Which of the series in Exercises 1–36 converge, and which diverge? Give reasons for your answers. $$ \sum_{n=1}^{\infty} \frac{1}{n \sqrt[n]{n}} $$

Short Answer

Expert verified
The series converges since it resembles the convergent p-series \( \sum \frac{1}{n^2} \).

Step by step solution

01

Write the General Term

The general term of the series is given as \( a_n = \frac{1}{n \sqrt[n]{n}} \), where \( n \) is a positive integer starting from 1.
02

Simplify the General Term

Recognize that \( \sqrt[n]{n} = n^{1/n} \).
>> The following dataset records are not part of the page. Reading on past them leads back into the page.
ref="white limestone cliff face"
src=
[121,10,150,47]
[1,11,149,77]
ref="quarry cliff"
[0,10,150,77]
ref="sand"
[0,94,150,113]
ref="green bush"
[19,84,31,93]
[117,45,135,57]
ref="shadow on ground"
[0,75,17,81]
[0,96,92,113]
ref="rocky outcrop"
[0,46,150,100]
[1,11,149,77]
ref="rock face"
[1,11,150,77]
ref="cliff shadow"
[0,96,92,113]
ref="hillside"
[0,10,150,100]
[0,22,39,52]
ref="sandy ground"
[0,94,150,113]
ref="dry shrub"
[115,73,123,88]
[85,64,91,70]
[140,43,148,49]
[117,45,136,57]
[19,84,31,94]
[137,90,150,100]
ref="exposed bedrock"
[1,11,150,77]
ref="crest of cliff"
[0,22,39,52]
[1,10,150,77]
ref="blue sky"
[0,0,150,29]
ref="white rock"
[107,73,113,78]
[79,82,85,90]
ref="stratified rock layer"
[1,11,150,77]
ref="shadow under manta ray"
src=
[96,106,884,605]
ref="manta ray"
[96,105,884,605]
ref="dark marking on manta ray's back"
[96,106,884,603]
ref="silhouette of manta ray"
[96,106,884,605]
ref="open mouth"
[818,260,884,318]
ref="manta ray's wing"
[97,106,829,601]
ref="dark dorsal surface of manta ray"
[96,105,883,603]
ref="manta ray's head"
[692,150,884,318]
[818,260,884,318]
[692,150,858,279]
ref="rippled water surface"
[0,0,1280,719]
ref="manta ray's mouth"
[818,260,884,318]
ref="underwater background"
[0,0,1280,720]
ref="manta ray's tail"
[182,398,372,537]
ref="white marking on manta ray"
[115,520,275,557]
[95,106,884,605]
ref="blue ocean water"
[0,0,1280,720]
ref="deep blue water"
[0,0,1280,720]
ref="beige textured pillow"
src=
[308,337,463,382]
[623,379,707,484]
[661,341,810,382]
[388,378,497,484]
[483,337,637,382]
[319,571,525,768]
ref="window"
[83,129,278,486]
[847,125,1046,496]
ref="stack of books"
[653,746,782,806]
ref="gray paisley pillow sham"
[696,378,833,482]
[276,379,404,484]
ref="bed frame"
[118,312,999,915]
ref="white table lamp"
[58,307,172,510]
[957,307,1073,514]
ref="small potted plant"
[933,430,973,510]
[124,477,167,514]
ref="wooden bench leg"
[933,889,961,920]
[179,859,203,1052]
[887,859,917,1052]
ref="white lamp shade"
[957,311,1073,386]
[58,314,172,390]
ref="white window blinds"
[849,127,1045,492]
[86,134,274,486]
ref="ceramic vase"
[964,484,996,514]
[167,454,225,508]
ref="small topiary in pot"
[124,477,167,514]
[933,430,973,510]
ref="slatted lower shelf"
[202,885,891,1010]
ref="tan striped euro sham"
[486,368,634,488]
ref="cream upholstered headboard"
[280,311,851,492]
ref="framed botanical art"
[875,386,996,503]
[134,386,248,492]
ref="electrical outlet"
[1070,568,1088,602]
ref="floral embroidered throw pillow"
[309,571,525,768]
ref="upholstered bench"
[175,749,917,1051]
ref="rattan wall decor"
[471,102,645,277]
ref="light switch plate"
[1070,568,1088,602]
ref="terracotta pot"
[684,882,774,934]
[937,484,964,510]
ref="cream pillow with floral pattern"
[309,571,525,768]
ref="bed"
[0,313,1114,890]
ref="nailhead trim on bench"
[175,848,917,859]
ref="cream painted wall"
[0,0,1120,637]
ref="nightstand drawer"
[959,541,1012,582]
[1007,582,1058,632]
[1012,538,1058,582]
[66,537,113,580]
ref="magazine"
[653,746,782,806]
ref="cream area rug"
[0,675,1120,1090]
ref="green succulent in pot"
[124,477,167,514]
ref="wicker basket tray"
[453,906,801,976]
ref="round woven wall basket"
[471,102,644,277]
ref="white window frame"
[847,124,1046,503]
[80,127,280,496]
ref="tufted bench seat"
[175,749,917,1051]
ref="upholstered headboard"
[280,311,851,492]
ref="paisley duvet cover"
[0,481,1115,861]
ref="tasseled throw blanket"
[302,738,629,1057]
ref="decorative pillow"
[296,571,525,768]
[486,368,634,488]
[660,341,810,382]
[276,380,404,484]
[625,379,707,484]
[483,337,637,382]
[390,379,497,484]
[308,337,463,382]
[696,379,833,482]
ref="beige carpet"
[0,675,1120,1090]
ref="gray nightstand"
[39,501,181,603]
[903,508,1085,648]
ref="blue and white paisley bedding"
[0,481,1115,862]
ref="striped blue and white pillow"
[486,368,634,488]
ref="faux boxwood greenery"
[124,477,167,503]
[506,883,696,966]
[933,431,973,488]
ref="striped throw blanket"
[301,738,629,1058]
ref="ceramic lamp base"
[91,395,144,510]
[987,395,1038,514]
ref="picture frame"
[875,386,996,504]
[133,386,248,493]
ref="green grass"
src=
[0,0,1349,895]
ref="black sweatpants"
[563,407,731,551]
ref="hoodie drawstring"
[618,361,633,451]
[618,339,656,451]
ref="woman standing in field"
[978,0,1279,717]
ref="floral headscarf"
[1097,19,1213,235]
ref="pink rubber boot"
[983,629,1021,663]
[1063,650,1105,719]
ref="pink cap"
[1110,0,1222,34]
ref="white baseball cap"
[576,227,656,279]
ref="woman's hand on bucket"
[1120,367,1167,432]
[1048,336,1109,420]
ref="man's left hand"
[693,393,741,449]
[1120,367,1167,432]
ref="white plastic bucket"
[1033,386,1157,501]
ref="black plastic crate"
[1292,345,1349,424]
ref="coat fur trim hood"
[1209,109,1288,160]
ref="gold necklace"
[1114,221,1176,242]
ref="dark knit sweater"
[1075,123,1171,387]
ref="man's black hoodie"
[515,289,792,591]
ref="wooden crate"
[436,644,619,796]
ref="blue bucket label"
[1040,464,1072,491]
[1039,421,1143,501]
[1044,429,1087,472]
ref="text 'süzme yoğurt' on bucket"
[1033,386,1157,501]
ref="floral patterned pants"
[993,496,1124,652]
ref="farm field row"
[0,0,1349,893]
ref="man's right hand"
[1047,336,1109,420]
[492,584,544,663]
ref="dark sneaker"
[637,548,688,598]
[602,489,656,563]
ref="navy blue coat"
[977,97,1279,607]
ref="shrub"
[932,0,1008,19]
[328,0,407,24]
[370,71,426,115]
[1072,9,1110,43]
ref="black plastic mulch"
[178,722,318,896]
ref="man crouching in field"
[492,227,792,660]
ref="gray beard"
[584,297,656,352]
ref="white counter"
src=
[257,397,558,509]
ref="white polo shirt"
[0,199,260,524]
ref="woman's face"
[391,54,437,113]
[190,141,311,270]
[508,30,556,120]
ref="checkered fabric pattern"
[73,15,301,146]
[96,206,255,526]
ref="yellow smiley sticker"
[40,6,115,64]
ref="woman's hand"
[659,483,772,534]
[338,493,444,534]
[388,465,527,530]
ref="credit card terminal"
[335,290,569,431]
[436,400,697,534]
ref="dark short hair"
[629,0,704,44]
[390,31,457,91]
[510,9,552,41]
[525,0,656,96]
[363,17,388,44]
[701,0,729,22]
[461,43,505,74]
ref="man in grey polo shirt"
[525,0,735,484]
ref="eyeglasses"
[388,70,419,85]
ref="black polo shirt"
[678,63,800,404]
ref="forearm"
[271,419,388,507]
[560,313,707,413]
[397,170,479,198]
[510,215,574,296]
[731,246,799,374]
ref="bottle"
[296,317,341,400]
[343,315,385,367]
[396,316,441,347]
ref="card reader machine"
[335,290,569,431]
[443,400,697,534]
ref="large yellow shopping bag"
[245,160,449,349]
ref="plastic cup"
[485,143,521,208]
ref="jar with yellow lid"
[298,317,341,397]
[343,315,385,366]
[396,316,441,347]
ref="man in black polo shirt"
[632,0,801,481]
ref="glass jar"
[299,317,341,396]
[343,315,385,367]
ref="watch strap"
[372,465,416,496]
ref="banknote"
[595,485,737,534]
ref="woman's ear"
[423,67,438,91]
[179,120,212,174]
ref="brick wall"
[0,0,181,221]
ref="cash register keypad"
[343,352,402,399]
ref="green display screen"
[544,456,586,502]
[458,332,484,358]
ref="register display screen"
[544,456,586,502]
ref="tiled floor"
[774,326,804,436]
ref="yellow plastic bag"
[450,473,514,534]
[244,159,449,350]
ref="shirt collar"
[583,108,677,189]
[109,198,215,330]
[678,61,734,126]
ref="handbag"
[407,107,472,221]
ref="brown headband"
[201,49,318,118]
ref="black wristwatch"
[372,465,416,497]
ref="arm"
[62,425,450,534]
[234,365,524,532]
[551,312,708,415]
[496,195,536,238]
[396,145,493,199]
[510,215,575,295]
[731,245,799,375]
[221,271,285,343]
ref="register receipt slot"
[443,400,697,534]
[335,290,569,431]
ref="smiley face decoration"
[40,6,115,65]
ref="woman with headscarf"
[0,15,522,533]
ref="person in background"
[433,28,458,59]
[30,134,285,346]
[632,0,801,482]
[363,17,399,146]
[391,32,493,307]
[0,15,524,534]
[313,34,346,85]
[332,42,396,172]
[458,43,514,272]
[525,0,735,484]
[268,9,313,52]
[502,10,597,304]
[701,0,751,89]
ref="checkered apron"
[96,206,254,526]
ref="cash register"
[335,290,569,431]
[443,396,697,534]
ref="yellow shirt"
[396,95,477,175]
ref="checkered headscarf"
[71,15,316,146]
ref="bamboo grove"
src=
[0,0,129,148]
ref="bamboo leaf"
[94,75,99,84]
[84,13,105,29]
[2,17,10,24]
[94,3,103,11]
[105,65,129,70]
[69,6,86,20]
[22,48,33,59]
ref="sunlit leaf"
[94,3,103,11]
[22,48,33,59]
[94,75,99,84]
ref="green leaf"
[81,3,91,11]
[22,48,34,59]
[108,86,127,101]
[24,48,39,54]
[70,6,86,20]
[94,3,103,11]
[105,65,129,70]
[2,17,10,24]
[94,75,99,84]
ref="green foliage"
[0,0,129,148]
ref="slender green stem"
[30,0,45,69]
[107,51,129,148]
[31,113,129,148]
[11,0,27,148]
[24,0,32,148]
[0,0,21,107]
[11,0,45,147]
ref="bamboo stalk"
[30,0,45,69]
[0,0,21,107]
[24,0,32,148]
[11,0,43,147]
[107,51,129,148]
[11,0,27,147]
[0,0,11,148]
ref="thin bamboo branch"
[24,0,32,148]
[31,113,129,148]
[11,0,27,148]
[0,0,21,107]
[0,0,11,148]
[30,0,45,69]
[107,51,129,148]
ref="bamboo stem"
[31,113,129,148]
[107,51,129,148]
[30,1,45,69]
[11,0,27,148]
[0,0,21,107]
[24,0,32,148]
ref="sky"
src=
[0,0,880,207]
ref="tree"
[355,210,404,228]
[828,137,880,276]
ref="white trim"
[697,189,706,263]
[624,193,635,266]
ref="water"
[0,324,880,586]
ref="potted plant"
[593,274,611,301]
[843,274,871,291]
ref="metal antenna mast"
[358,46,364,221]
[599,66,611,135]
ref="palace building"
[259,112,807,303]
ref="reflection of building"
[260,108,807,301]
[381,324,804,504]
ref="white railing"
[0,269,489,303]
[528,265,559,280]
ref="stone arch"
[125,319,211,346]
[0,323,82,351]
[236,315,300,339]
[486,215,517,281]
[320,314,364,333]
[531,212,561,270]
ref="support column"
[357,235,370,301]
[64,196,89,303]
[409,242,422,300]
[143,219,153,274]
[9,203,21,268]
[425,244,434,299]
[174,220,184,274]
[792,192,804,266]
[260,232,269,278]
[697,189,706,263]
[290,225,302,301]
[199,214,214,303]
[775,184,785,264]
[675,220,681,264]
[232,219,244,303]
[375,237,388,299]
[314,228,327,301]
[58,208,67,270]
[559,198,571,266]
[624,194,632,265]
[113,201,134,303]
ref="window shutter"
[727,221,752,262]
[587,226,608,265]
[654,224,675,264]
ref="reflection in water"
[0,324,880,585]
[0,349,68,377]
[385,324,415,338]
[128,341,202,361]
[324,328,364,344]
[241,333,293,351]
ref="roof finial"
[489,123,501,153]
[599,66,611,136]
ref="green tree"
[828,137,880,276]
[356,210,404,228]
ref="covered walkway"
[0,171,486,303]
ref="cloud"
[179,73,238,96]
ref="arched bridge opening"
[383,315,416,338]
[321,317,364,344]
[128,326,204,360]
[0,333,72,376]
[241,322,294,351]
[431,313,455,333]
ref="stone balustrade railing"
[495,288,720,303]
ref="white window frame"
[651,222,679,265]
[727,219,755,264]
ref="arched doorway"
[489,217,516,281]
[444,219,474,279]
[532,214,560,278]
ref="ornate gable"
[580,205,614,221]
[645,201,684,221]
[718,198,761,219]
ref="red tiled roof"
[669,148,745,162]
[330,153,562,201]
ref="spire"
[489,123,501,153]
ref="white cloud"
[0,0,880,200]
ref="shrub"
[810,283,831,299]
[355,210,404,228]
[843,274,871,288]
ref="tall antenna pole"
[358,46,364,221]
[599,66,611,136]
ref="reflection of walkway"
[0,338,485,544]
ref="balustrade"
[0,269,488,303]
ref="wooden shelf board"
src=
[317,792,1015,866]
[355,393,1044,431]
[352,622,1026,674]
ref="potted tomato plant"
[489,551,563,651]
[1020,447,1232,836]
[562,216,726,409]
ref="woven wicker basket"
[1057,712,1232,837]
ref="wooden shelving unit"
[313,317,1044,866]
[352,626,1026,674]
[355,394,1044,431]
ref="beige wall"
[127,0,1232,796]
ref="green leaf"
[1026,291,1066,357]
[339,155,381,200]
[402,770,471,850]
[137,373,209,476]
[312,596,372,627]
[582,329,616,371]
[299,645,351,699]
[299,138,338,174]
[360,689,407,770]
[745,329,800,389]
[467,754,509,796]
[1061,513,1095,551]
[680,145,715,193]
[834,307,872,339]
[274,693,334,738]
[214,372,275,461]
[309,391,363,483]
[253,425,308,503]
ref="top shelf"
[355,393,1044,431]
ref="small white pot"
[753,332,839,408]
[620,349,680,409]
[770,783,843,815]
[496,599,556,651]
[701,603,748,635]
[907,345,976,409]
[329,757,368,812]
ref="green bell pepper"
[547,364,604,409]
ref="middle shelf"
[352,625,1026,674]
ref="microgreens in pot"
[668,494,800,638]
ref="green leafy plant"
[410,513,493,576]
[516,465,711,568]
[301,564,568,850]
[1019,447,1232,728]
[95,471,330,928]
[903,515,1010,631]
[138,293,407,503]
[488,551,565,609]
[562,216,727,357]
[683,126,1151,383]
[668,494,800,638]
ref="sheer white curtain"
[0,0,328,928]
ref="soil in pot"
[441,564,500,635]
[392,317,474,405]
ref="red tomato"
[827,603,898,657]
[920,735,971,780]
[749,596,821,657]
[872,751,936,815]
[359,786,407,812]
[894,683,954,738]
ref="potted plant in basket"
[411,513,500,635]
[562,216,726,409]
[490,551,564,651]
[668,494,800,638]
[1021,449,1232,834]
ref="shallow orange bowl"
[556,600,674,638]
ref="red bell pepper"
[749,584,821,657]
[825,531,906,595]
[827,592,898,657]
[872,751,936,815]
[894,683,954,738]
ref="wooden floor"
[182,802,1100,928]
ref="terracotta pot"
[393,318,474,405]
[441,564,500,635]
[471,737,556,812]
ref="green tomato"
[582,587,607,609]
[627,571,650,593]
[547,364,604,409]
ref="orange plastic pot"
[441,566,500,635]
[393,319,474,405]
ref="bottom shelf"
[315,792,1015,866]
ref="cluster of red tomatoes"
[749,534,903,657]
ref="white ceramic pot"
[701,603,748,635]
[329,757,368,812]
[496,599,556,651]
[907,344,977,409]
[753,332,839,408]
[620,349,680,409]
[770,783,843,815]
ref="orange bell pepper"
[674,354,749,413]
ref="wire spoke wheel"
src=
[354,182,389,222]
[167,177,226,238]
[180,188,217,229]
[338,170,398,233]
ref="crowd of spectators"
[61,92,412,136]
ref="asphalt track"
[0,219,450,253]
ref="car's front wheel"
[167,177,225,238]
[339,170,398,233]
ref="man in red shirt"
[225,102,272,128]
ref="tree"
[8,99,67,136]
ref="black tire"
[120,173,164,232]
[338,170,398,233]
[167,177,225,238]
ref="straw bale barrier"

Hence, the term becomes \( a_n = \frac{1}{n^{1 + \frac{1}{n}}} \).
03

Apply the Limit Comparison Test

For large \( n \), the value of \( n^{1/n} \) approaches 1. Therefore, \( a_n = \frac{1}{n \cdot n^{1/n}} \approx \frac{1}{n^2} \) for large \( n \). Compare this with the p-series \( \sum_{n=1}^{\infty} \frac{1}{n^2} \), which converges because \( p = 2 > 1 \).
04

Conclusion Using Limit Comparison Test

Because the general term \( a_n \) of our series behaves like \( \frac{1}{n^2} \) for large \( n \), and since the p-series \( \sum_{n=1}^{\infty} \frac{1}{n^2} \) converges, the given series also converges.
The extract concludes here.